NODE_EXTRA_CA_CERTS appends one PEM file of extra CAs on top of the bundled set. NODE_USE_SYSTEM_CA=1 tells the Node/Bun runtime to load CAs from the OS trust store, which is the most reliable fix when the corporate CA is already installed there. CLAUDE_CODE_CERT_STORE is Claude Code specific and controls which stores it consults (default 'bundled,system'). Try NODE_USE_SYSTEM_CA=1 first if your CA is in the OS store; fall back to NODE_EXTRA_CA_CERTS if not.

Codex CLI is Rust-based and uses the reqwest HTTP client, so Node.js environment variables like NODE_EXTRA_CA_CERTS and NODE_TLS_REJECT_UNAUTHORIZED=0 are simply ignored. Use CODEX_CA_CERTIFICATE pointing at your corporate root CA PEM (set it before running codex login). If CODEX_CA_CERTIFICATE is unset, Codex falls back to SSL_CERT_FILE.

Embed the credentials in the proxy URL: export HTTPS_PROXY=http://username:password@proxy.example.com:8080. Any special characters in the password must be URL-encoded — for example @ becomes %40. This handles basic-auth proxies. NTLM/Kerberos proxies need a different approach (a local auth-handling proxy or an LLM gateway).

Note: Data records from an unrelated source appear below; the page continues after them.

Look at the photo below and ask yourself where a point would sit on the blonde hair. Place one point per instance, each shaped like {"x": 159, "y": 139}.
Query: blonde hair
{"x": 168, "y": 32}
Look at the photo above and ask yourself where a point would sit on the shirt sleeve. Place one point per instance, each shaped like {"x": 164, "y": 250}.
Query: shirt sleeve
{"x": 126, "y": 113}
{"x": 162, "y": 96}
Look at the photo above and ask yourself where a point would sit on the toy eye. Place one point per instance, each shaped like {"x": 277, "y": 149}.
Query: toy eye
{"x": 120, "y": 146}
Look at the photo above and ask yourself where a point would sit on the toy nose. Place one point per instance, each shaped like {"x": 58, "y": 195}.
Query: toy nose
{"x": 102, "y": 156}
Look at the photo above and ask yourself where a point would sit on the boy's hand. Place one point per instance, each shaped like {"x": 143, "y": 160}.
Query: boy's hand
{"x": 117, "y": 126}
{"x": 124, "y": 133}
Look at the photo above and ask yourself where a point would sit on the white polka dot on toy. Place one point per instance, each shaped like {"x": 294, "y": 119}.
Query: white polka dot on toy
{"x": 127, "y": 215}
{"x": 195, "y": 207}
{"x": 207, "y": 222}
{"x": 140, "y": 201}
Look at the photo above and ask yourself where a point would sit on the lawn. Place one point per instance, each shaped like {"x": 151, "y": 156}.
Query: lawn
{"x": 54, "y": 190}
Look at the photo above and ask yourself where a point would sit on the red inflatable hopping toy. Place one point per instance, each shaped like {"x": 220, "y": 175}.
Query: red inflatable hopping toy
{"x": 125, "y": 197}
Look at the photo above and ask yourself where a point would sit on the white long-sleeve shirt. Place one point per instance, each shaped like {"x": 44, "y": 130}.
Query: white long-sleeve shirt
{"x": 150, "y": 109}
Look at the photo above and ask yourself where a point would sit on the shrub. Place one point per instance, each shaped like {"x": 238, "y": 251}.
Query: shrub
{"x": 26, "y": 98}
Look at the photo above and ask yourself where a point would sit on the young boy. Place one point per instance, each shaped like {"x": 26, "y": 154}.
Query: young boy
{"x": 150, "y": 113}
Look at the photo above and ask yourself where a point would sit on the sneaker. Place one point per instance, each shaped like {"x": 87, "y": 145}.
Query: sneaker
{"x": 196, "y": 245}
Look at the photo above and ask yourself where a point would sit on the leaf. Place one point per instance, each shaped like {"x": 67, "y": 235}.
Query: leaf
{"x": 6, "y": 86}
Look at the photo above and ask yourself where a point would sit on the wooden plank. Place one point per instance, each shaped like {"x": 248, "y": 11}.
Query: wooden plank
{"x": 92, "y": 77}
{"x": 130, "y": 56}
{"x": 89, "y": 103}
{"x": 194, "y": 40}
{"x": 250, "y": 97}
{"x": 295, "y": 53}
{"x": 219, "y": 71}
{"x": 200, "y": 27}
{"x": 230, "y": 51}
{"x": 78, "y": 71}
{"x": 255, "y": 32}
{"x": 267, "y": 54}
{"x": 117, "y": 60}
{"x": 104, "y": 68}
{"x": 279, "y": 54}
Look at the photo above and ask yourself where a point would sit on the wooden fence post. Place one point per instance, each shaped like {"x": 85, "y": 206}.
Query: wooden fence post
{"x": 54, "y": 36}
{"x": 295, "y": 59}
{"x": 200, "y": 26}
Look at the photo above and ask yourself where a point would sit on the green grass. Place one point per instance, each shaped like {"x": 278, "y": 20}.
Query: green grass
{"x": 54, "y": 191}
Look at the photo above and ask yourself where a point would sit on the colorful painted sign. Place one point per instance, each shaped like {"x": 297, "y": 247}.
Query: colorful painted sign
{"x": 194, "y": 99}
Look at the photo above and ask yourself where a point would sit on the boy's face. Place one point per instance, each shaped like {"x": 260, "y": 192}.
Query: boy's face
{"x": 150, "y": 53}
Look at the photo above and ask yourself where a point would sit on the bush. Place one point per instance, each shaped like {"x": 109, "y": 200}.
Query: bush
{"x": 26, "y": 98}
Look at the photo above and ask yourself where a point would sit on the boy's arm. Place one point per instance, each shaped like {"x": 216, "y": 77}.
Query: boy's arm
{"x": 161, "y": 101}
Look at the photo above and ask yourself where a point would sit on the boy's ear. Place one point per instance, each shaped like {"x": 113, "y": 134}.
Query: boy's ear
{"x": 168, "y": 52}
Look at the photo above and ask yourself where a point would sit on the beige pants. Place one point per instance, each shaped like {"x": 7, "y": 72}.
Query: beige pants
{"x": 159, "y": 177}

Claude Code explicitly does not support SOCKS proxies — only HTTP/HTTPS proxies via HTTPS_PROXY/HTTP_PROXY. SOCKS5 support across the other CLIs is inconsistent and unreliable, so the safest assumption in an enterprise setting is to provide an HTTP/HTTPS proxy endpoint rather than SOCKS.

None of these CLIs handle Windows Integrated Auth (NTLM/Kerberos) natively. Run a local proxy that performs the NTLM/Kerberos handshake for you — cntlm or px — and expose a no-auth local HTTP endpoint, then point HTTPS_PROXY at that local port. Claude Code's official docs recommend an LLM gateway that supports your auth method for this scenario.

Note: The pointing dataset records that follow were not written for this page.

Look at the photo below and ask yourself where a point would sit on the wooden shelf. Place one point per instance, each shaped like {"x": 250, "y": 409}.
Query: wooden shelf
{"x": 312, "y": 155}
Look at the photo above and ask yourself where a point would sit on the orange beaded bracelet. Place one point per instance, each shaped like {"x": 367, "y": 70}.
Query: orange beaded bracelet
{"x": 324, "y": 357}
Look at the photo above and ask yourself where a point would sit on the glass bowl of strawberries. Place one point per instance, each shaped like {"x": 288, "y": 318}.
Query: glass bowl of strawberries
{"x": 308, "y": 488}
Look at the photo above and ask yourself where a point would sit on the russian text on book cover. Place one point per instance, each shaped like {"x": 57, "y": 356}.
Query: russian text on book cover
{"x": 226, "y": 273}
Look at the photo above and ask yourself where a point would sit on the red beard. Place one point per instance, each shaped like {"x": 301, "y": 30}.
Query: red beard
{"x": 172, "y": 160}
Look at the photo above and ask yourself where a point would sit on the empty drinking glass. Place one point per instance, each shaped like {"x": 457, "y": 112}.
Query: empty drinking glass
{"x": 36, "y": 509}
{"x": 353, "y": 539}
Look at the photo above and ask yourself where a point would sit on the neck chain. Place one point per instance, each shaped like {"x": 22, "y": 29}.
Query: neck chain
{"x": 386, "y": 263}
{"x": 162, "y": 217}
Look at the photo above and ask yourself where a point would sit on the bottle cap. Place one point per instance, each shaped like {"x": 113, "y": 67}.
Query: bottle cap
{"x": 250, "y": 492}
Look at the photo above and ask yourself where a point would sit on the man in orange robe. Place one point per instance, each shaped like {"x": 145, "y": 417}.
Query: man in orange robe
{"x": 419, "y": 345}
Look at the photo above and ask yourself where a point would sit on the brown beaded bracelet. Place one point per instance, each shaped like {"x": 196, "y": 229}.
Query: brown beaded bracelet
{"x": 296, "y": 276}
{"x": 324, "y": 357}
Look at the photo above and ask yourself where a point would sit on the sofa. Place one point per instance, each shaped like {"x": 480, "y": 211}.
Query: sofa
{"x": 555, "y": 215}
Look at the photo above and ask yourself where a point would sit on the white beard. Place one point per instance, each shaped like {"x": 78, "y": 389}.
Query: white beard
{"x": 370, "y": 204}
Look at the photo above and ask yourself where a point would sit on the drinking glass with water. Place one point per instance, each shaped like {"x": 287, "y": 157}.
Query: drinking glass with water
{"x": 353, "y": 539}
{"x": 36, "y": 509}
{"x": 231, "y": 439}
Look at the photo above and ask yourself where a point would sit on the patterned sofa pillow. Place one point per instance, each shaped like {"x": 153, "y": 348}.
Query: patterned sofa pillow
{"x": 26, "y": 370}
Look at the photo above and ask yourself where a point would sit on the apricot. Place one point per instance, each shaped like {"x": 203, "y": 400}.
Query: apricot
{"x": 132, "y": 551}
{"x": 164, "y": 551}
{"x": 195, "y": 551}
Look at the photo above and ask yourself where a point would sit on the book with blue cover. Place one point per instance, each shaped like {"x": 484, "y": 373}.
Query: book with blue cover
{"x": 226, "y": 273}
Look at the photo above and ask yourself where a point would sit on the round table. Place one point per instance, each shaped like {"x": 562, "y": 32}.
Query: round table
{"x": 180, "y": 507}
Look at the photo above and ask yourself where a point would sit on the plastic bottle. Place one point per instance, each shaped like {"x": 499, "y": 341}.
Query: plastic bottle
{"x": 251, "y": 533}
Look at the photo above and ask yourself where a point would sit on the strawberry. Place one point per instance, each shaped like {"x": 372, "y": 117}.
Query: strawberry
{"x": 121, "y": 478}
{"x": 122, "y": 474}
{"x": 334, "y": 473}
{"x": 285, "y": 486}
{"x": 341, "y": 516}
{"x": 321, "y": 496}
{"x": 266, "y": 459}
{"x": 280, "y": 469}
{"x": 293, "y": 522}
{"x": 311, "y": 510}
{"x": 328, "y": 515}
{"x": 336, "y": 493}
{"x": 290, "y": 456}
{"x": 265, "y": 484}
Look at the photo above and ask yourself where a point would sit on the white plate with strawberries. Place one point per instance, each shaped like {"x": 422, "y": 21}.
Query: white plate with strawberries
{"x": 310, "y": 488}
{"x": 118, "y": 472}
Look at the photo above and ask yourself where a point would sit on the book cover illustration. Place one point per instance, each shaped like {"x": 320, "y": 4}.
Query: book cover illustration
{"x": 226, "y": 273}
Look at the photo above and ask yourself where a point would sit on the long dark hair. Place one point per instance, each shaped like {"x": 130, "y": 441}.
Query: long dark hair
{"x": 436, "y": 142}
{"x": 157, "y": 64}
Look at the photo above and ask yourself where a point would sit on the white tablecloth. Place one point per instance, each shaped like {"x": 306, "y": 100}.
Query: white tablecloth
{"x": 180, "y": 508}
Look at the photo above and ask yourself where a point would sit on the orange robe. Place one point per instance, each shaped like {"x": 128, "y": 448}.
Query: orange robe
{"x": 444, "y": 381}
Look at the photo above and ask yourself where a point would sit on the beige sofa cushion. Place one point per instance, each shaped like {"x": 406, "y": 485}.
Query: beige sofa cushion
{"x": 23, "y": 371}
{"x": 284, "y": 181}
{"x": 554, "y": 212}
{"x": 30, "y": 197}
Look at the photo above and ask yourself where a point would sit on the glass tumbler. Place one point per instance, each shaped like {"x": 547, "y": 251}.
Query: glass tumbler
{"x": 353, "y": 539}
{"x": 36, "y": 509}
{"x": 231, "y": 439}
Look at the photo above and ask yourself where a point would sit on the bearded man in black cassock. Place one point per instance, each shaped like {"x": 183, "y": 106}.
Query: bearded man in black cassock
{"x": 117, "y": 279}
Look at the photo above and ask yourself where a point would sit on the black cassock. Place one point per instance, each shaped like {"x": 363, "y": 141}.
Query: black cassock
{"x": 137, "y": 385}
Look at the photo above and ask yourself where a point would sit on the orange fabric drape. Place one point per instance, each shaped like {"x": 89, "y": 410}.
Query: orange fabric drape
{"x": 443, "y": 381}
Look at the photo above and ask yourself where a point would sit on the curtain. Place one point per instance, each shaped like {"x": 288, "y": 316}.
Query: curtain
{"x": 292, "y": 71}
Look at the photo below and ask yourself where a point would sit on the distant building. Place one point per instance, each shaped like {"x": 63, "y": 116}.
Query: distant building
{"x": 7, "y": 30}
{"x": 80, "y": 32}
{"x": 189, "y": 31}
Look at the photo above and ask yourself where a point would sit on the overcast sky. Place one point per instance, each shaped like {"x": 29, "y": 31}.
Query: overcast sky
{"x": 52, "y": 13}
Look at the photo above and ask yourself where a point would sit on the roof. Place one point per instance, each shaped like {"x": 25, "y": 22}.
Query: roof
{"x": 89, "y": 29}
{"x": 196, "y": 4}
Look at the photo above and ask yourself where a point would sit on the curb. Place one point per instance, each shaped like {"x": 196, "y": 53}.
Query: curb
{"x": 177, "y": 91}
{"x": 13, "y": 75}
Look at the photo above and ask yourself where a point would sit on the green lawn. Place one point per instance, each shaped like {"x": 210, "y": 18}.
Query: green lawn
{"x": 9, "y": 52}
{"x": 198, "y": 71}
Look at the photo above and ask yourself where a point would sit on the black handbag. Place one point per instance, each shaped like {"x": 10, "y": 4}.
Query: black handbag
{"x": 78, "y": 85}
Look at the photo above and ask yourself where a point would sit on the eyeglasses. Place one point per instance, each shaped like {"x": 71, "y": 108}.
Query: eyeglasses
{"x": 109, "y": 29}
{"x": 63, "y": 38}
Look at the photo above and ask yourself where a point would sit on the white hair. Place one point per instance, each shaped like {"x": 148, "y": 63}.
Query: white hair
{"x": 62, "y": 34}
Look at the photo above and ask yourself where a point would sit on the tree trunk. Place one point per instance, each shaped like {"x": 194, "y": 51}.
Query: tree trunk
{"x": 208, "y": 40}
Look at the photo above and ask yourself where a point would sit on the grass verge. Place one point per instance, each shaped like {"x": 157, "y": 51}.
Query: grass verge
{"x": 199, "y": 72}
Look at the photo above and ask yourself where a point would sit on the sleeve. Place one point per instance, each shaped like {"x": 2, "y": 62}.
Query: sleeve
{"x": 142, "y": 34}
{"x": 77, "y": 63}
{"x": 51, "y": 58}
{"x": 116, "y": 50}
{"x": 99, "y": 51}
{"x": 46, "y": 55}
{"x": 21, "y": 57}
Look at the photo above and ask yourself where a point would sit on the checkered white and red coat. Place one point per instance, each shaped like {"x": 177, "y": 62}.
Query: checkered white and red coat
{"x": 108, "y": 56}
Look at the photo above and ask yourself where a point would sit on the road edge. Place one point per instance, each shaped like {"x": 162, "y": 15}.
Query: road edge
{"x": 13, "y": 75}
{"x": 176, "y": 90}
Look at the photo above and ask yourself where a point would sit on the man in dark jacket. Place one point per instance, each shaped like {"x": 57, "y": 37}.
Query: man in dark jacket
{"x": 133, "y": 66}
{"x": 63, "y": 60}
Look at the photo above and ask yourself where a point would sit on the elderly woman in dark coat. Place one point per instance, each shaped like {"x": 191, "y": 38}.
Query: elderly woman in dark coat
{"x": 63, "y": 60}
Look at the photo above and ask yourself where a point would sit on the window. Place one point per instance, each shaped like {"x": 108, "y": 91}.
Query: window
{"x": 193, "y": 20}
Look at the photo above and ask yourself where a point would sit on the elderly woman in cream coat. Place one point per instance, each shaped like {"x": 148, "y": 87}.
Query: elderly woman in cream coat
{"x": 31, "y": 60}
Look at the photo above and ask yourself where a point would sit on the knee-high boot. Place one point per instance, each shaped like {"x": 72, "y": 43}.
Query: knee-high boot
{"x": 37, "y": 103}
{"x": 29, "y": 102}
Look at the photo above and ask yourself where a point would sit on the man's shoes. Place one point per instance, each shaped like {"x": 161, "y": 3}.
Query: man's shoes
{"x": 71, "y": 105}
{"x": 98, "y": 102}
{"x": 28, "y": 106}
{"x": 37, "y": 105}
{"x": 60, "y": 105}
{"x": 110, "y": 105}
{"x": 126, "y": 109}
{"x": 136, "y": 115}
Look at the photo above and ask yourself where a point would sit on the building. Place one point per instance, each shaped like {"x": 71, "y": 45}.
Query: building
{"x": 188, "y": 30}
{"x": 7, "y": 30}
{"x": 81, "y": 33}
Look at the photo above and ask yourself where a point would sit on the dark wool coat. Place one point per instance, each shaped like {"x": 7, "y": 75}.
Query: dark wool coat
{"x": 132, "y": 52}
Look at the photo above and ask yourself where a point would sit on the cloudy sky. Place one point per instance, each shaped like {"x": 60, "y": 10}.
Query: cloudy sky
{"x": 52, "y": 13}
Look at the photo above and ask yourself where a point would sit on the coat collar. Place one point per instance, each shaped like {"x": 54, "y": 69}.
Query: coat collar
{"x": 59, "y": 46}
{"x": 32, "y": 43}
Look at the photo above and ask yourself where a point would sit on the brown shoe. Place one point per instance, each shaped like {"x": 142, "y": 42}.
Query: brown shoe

GUI apps launched from the Dock or Start Menu do not inherit shell-exported environment variables, so your HTTPS_PROXY and NODE_EXTRA_CA_CERTS never reach them. The fix is to install the corporate CA in the OS trust store (so the app picks it up regardless of env), or launch the app from a terminal that has the variables exported. Some desktop apps also have bugs where they fail to forward the CA env var to the spawned CLI subprocess.

No, not as a permanent fix. It disables TLS verification entirely, which defeats the protection against man-in-the-middle attacks and is a real security risk. Use it only for short-term debugging to confirm TLS is the problem, then remove it and configure the proper CA. It also does not work for Rust-based tools like Codex.